Architecture Overview
Instead of a single server doing everything, the monolithic application is broken down into interconnected Microservices.
- Frontend Service (Streamlit): A lightweight container that only handles the UI. If 10,000 users log in to browse, Kubernetes spins up 50 copies of this container automatically.
- Backend AI Service (FastAPI): A heavy, compute-intensive container that holds the LangChain logic and communicates with Amazon Bedrock.

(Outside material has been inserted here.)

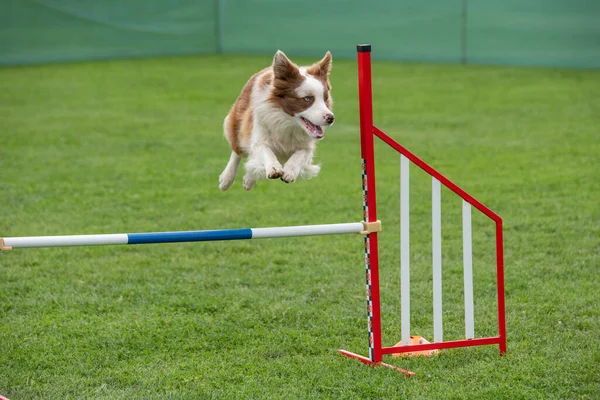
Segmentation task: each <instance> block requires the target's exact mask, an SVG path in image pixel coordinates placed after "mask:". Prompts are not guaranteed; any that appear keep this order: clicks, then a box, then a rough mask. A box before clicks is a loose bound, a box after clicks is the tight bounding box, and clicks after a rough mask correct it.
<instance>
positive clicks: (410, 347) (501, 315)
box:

If only 100 users actually click the "Recommend" button, Kubernetes only spins up 2 copies of this container, saving massive amounts of money.
- Internal Routing (Kubernetes ClusterIP): The frontend service communicates with the backend AI service strictly over the internal, secured cluster network.
- AWS Application Load Balancer (Ingress): Routes public internet traffic securely to the Frontend Service.
Component Breakdown
1. terraform/ (Infrastructure as Code)
Warning: Creating a full EKS cluster via Terraform takes 15-20 minutes to physically provision and is incredibly complex.
- main.tf: Provisions the EKS Cluster, the Node Groups (EC2 worker machines), and the IAM OIDC provider so Kubernetes Pods can securely call Amazon Bedrock.
2. kubernetes/ (Manifests)
Instead of a user_data bash script, EKS requires declarative YAML manifests.
- deployment-frontend.yaml: Instructions to deploy the Streamlit UI.
- deployment-backend-ai.yaml: Instructions to deploy the FastAPI Langchain server.
3. src/ (Microservice Code)
frontend/: The Streamlit application that makes HTTP calls to the backend.backend/: The FastAPI server containing the prompt engineering logic.
4. CI/CD (.github/workflows/deploy.yml)
When code is pushed, actions build both Docker images, push them to ECR, and run kubectl apply to update the cluster.